5 Lies Dads Tell Themselves About Working Long Hours

The movie Liar Liar opens with Fletcher Reede (played by Jim Carrey) bringing his son Max to work on the day before his fifth birthday. As they walk through the office, Max watches his dad tell a series of lies to his coworkers, learning that his dad is a master liar. When Fletcher phones to say he’ll have to miss Max’s birthday because “he has to work,” Max sees through his father’s lie and wishes that for one day, his dad will have to tell nothing but the truth.

Many dads put in long hours out of necessity, fully aware of the impact our absence can have on our kids. Some of us might lie to our kids like Fletcher Reede did, while others might be fooling themselves instead.

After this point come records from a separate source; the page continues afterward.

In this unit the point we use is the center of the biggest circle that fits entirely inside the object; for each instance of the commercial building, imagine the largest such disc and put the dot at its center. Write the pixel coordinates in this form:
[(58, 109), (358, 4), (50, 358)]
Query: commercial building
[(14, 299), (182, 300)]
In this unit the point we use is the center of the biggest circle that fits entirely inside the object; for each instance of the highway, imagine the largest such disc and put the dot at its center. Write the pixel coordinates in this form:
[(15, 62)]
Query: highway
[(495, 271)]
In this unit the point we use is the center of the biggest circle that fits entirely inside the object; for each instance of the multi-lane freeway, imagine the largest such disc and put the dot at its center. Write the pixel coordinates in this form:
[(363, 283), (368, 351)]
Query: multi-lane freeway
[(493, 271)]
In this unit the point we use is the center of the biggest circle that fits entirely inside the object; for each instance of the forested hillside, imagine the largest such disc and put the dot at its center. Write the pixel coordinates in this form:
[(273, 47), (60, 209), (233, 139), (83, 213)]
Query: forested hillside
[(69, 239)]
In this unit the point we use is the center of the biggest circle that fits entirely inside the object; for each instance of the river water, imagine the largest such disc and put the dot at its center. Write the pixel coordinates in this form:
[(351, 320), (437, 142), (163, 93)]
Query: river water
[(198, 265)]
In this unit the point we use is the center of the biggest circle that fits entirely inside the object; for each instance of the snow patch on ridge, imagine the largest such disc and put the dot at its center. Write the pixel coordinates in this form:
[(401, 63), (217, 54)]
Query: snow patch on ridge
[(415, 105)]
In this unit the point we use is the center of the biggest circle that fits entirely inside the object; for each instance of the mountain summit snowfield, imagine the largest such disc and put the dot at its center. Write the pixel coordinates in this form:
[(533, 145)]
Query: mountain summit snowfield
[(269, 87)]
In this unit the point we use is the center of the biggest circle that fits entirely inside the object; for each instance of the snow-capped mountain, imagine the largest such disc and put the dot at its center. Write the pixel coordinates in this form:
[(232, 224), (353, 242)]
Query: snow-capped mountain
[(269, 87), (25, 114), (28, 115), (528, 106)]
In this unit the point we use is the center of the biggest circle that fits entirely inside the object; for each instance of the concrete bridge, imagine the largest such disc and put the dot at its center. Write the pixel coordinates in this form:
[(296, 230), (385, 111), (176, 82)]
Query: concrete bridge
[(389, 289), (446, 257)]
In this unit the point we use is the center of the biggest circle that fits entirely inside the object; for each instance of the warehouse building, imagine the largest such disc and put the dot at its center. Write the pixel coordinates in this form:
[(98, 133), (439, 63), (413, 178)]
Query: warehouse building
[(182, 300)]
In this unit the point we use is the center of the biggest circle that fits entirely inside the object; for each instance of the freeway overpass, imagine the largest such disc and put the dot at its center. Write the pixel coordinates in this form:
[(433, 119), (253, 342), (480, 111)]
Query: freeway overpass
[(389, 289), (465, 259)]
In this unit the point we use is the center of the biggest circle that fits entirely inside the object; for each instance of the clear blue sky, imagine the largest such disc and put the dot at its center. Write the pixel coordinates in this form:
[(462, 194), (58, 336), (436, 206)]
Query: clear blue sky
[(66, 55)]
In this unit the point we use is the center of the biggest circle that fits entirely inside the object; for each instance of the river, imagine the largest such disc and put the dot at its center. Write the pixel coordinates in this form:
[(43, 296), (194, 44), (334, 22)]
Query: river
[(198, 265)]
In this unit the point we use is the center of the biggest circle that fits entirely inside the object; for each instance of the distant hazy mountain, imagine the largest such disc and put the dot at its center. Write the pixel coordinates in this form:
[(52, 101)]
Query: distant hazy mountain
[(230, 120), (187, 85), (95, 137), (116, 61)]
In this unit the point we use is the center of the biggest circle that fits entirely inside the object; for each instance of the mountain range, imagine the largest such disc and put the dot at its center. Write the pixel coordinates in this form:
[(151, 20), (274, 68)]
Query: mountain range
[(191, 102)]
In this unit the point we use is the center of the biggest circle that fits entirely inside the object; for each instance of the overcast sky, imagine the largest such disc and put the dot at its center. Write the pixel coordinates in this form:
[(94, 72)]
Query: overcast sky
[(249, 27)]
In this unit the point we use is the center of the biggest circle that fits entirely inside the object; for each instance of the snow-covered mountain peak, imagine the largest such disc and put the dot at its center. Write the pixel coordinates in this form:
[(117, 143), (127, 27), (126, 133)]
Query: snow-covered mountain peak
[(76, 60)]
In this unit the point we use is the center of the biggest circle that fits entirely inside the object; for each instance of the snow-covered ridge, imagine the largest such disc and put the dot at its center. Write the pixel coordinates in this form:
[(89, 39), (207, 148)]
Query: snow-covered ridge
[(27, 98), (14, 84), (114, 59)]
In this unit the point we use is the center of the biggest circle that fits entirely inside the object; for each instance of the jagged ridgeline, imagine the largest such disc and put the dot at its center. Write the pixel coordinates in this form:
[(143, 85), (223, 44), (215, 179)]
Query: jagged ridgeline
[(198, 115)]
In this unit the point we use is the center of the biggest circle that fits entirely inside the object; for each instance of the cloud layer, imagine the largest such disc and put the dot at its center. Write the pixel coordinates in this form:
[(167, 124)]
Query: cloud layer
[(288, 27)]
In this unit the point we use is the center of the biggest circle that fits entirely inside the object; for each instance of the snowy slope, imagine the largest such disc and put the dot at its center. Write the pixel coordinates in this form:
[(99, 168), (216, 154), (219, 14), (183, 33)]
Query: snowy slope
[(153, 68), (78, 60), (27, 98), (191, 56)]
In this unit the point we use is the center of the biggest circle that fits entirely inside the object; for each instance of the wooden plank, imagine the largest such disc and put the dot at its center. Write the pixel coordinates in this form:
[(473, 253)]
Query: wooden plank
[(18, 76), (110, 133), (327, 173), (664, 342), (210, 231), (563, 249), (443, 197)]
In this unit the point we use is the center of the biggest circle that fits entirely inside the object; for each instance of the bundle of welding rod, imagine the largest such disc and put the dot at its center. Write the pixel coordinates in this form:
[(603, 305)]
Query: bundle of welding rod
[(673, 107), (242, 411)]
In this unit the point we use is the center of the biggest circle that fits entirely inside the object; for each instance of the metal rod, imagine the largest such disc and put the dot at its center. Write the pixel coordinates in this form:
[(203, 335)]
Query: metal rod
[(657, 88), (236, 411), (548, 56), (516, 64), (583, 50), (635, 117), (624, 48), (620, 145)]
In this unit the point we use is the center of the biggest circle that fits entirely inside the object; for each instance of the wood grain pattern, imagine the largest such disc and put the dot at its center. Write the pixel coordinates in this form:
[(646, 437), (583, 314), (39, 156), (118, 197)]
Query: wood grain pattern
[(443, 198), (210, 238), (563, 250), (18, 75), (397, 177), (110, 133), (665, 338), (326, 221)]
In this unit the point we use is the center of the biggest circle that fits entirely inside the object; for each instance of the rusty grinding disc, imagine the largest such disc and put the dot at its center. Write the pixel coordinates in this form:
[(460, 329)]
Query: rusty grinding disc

Here are 5 lies dads tell themselves about working long hours.

1. I’m just teaching my kids the value of hard work.

It doesn’t matter if a man is working long hours in an office or in a trade. Every job, if done well, demands hard work from us. When we start habitually putting in longer and longer hours, we can tell ourselves “I’m just teaching my kids the value of hard work.” While there might be some truth in that statement, we might also be telling them that our work is more important than they are.

2. My kids need _________ more than they need me.

Dads work hard to give their kids a better life. It’s common to hear a dad talk about giving their kids something they didn’t have growing up. The problem is when we become more concerned with these things than spending time with them. Kids would gladly give up a week at Disneyland or a new PlayStation for seeing us coming home an hour earlier every day.

There may be times we need to work long hours, but there also need to be times we give long hours to our kids.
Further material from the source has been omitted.